Une finale maîtrisée
Face à une adversaire qui avait réalisé un parcours exceptionnel en sortant des qualifications, Andreeva n'a laissé que peu de marge à Chwalinska. La Russe a immédiatement imposé son rythme, breakant d'entrée pour mener 2-0. Si la Polonaise est parvenue à recoller à 3-3, Andreeva a accéléré en fin de première manche pour la remporter 6-3. Le deuxième set a été plus unilatéral : la Russe a breaké d'entrée et n'a jamais relâché son étreinte, s'imposant 6-2 en à peine plus d'une heure de jeu.
Un record de précocité
En soulevant le trophée à 19 ans, Andreeva devient la plus jeune joueuse à remporter Roland-Garros depuis la victoire de Monica Seles en 1992. Elle succède au palmarès à Iga Swiatek et confirme les espoirs placés en elle depuis ses premiers exploits sur le circuit. La Russe avait déjà atteint les demi-finales de Roland-Garros en 2024, à seulement 17 ans, et les demi-finales de l'Open d'Australie en 2025.
La confirmation d'un talent précoce
Révélée au grand public lors de son parcours à Roland-Garros en 2024, Mirra Andreeva n'aura mis que deux ans pour passer du statut de prodige à celui de lauréate en Grand Chelem. Entraînée par Conchita Martínez, elle a constamment progressé au classement WTA pour atteindre le top 10 cette saison. Son jeu varié, sa solidité mentale et sa capacité à élever son niveau dans les moments importants ont fait d'elle une adversaire redoutable sur terre battue.

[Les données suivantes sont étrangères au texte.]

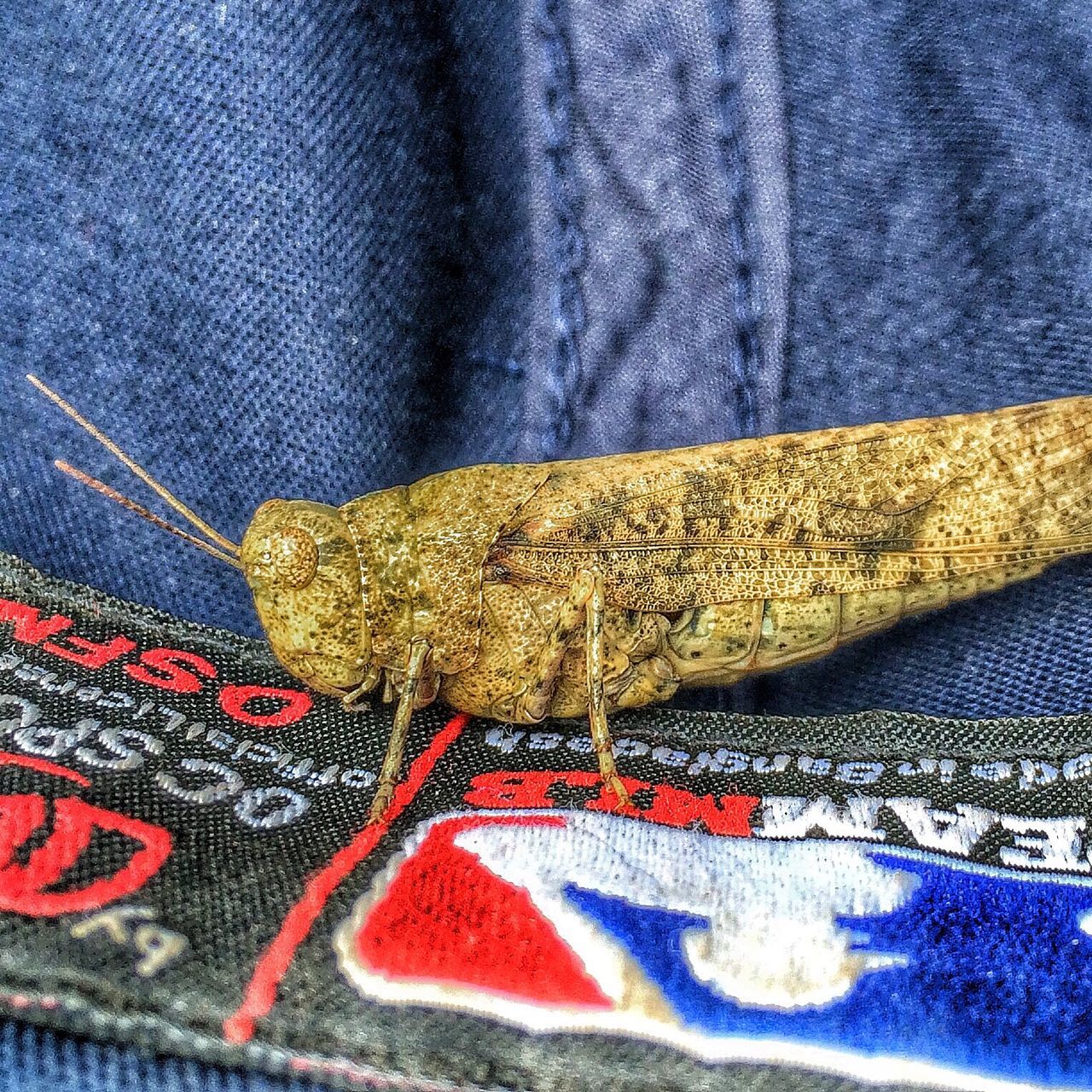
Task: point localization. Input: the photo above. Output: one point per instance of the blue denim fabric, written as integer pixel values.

Le parcours de l'outsider polonaise
Maja Chwalinska, 23 ans, 131e mondiale, n'a pas à rougir de sa défaite. Issue des qualifications, elle était devenue la première joueuse de l'histoire à atteindre la finale de Roland-Garros après être passée par les trois tours qualificatifs. Elle avait notamment écarté plusieurs têtes de série, dont la numéro 1 mondiale Aryna Sabalenka au troisième tour. Son jeu puissant et sa combativité ont séduit le public parisien. Malgré la défaite, elle intégrera le top 50 à l'issue du tournoi.
Un triomphe russe à Paris
Cette victoire marque le retour d'une Russe au sommet de Roland-Garros depuis le sacre de Maria Sharapova en 2014. Andreeva, qui arbore un jeu tout en puissance et en toucher, rappelle par certains aspects la grande championne. La jeune joueuse, née à Krasnoïarsk, s'impose comme la nouvelle figure de proue du tennis féminin russe, dans un contexte où les joueuses russes et biélorusses sont autorisées à participer aux tournois du Grand Chelem sous bannière neutre.